Mobile gaming is advancing rapidly in terms of sophistication, with increasing numbers of successful high-fidelity 3D games exploiting the performance capabilities of the latest smartphones. As the complexity of content rises, the traditional approach of using manual play testing to verify performance is increasingly risky, especially if this is done late in the development process.
For the studios that are releasing a title across a wide range of devices, which is needed in order to reach the largest possible player base, the cost of manual testing effort increases as more and more performance profiles are added. To make this process easier, we are releasing a new tool to automate on-device performance analysis as part of your continuous integration development process. The tool provides easy-to-read performance reports, and dashboard-friendly JSON export so that you can slice the data however you like.
The main objective of continuous integration in software development is to empower the development team to produce high quality products. Running functional and performance testing automatically as they make changes to the application provides developers with timely feedback on their work. Rapid feedback ensures that issues are fixed quickly – ideally before the change is even committed into the main product code line – which reduces the impact of any bug and the cost of fixing it.

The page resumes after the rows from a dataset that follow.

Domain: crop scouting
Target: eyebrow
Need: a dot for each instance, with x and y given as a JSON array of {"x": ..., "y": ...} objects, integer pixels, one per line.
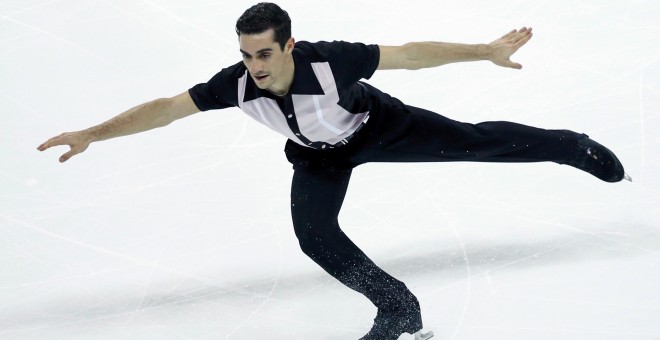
[{"x": 260, "y": 51}]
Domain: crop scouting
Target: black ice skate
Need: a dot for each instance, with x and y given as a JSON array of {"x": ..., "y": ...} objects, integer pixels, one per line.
[
  {"x": 598, "y": 161},
  {"x": 391, "y": 324}
]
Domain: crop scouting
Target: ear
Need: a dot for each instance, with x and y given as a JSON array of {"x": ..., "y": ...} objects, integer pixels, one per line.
[{"x": 289, "y": 45}]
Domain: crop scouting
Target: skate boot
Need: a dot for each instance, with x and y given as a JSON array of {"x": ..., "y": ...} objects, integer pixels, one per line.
[
  {"x": 389, "y": 325},
  {"x": 597, "y": 160}
]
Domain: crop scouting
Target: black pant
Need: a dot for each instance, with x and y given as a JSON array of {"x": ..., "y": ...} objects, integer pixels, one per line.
[{"x": 397, "y": 133}]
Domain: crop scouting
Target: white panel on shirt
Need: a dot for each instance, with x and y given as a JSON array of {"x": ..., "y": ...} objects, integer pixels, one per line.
[{"x": 319, "y": 117}]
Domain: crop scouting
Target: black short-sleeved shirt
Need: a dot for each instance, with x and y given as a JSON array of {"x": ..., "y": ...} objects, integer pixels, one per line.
[{"x": 326, "y": 103}]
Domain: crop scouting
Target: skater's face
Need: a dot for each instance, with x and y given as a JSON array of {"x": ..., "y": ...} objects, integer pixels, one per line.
[{"x": 269, "y": 65}]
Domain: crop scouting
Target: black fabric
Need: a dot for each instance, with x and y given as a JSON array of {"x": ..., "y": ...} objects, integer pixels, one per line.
[{"x": 397, "y": 133}]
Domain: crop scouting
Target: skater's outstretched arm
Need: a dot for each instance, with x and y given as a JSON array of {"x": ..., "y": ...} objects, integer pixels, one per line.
[
  {"x": 417, "y": 55},
  {"x": 150, "y": 115}
]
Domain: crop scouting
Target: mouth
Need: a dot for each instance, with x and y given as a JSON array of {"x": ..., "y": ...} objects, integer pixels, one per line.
[{"x": 261, "y": 77}]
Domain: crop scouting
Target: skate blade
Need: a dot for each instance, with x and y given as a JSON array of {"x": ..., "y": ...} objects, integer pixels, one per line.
[{"x": 421, "y": 336}]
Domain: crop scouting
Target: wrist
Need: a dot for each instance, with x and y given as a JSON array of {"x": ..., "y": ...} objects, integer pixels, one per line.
[{"x": 484, "y": 51}]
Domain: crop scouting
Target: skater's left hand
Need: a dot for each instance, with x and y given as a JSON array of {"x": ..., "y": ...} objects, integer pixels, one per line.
[{"x": 504, "y": 47}]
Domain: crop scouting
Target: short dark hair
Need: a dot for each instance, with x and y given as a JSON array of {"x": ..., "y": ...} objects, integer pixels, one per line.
[{"x": 263, "y": 16}]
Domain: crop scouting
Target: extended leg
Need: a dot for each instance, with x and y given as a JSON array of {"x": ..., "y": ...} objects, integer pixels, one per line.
[{"x": 411, "y": 134}]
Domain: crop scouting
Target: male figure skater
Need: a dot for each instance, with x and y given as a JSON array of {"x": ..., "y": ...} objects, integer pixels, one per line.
[{"x": 312, "y": 94}]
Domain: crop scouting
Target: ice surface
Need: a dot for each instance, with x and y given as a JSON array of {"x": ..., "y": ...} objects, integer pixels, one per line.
[{"x": 184, "y": 232}]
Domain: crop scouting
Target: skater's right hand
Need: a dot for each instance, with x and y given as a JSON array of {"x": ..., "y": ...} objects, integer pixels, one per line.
[{"x": 78, "y": 142}]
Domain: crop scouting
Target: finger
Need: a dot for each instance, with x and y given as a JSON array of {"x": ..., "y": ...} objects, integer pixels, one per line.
[
  {"x": 523, "y": 40},
  {"x": 65, "y": 157},
  {"x": 57, "y": 140}
]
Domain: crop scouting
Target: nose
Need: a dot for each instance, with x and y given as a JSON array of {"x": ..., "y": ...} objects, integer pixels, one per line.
[{"x": 255, "y": 67}]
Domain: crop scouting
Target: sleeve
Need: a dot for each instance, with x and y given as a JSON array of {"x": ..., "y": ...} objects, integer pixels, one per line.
[
  {"x": 218, "y": 93},
  {"x": 353, "y": 61}
]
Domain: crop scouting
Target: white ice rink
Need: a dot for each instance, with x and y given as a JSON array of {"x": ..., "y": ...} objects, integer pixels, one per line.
[{"x": 184, "y": 232}]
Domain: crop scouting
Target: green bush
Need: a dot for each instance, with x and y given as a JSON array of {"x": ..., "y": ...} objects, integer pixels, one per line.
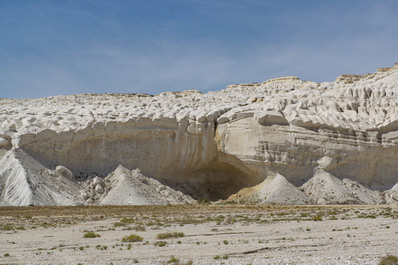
[
  {"x": 170, "y": 235},
  {"x": 91, "y": 234},
  {"x": 132, "y": 238},
  {"x": 389, "y": 260}
]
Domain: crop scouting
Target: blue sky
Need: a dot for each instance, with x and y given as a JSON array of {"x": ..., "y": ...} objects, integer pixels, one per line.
[{"x": 58, "y": 47}]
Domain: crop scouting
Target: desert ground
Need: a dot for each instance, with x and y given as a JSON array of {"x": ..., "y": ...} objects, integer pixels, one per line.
[{"x": 198, "y": 234}]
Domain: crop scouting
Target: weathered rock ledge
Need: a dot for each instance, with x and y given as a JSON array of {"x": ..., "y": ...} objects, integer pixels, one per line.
[{"x": 284, "y": 140}]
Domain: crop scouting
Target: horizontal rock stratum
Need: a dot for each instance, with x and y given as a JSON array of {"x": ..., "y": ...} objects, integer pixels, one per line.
[{"x": 281, "y": 141}]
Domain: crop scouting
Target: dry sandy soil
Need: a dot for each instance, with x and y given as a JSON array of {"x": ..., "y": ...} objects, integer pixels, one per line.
[{"x": 209, "y": 234}]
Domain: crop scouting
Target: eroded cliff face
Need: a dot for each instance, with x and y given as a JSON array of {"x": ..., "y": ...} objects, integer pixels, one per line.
[{"x": 211, "y": 145}]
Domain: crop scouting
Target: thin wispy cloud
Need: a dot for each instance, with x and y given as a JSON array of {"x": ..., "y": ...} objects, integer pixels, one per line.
[{"x": 51, "y": 47}]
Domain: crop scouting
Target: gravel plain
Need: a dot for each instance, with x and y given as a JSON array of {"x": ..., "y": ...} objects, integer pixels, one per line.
[{"x": 198, "y": 234}]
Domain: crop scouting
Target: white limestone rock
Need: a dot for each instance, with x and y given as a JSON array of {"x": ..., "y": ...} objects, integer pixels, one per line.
[{"x": 211, "y": 144}]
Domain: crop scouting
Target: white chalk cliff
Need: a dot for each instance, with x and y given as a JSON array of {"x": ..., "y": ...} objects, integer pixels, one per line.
[{"x": 303, "y": 142}]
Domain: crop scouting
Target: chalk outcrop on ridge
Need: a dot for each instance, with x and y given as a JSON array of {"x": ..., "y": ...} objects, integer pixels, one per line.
[{"x": 284, "y": 133}]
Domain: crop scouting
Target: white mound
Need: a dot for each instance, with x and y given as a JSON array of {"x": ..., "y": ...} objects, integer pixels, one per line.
[
  {"x": 274, "y": 189},
  {"x": 23, "y": 181},
  {"x": 391, "y": 196},
  {"x": 128, "y": 187},
  {"x": 324, "y": 188}
]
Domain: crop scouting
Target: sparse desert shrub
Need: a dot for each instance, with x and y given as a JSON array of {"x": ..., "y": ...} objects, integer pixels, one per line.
[
  {"x": 91, "y": 234},
  {"x": 170, "y": 235},
  {"x": 173, "y": 260},
  {"x": 160, "y": 243},
  {"x": 317, "y": 217},
  {"x": 203, "y": 200},
  {"x": 389, "y": 260},
  {"x": 132, "y": 238}
]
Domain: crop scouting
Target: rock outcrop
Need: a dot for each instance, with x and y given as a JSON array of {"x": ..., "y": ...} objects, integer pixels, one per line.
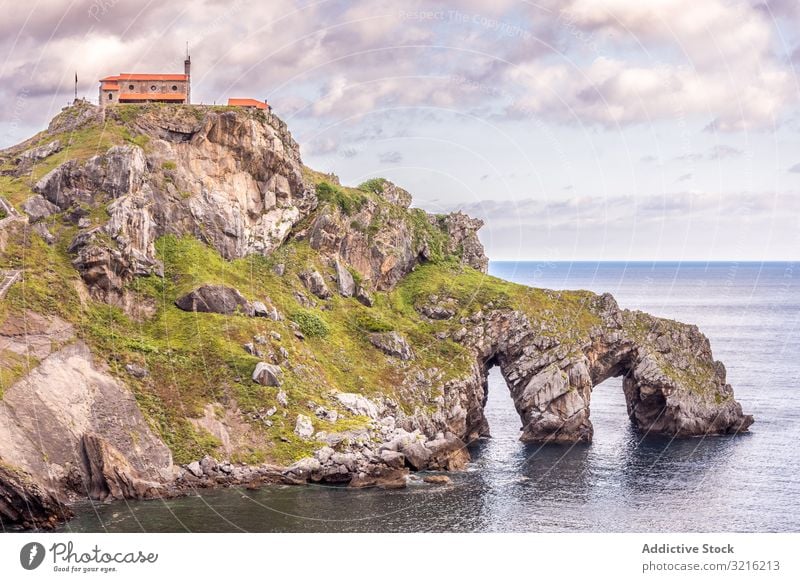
[
  {"x": 50, "y": 422},
  {"x": 379, "y": 366},
  {"x": 24, "y": 503},
  {"x": 216, "y": 299},
  {"x": 384, "y": 245},
  {"x": 226, "y": 178},
  {"x": 672, "y": 384}
]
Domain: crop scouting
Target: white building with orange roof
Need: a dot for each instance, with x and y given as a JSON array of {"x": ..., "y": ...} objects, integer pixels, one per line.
[{"x": 147, "y": 87}]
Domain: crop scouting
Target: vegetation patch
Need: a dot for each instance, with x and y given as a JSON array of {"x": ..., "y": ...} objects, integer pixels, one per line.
[
  {"x": 311, "y": 324},
  {"x": 349, "y": 201}
]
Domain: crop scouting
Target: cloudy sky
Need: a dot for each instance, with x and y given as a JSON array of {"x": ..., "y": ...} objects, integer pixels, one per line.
[{"x": 577, "y": 129}]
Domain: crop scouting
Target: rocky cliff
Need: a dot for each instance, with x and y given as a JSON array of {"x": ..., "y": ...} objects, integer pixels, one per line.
[{"x": 197, "y": 308}]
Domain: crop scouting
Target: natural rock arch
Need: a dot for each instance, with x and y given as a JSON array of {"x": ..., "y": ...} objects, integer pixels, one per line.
[{"x": 671, "y": 383}]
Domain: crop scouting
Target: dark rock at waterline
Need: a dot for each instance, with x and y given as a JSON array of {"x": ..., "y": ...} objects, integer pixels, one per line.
[{"x": 26, "y": 504}]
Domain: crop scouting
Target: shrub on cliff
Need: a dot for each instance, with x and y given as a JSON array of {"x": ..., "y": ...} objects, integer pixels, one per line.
[{"x": 311, "y": 324}]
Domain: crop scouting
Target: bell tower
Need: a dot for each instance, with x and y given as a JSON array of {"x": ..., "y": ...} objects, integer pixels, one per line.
[{"x": 187, "y": 66}]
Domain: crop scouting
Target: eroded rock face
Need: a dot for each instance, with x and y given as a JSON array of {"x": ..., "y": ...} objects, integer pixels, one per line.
[
  {"x": 392, "y": 344},
  {"x": 384, "y": 246},
  {"x": 26, "y": 504},
  {"x": 226, "y": 178},
  {"x": 47, "y": 420},
  {"x": 215, "y": 299},
  {"x": 672, "y": 384}
]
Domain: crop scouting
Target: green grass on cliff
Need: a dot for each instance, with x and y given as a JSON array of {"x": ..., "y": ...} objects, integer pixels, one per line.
[{"x": 197, "y": 359}]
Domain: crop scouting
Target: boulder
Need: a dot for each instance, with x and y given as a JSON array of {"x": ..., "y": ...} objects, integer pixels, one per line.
[
  {"x": 358, "y": 404},
  {"x": 215, "y": 299},
  {"x": 38, "y": 208},
  {"x": 392, "y": 344},
  {"x": 363, "y": 296},
  {"x": 345, "y": 281},
  {"x": 41, "y": 152},
  {"x": 137, "y": 371},
  {"x": 268, "y": 375},
  {"x": 315, "y": 283},
  {"x": 282, "y": 398},
  {"x": 393, "y": 459},
  {"x": 111, "y": 476},
  {"x": 24, "y": 503},
  {"x": 448, "y": 452},
  {"x": 416, "y": 454},
  {"x": 303, "y": 427},
  {"x": 380, "y": 477},
  {"x": 303, "y": 469},
  {"x": 437, "y": 479}
]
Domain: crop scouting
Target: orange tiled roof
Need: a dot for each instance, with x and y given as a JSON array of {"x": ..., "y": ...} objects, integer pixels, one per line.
[
  {"x": 247, "y": 103},
  {"x": 144, "y": 77},
  {"x": 152, "y": 96}
]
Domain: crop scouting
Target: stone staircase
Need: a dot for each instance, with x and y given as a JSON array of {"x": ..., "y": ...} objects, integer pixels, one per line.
[{"x": 7, "y": 279}]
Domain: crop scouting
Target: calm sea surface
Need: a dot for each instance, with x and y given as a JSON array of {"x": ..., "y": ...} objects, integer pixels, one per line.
[{"x": 618, "y": 483}]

The same principle applies to game development, but with one major difference – in most game studios, coders are outnumbered by the creative teams that produce the user interfaces, characters, and game environments. Artists may not have the same deep technical background as the developers building the core rendering technology, but the art assets they create can strongly impact how well the game performs. To fully empower game teams, it is imperative that any automated tool flow provides feedback that all members of the team can understand.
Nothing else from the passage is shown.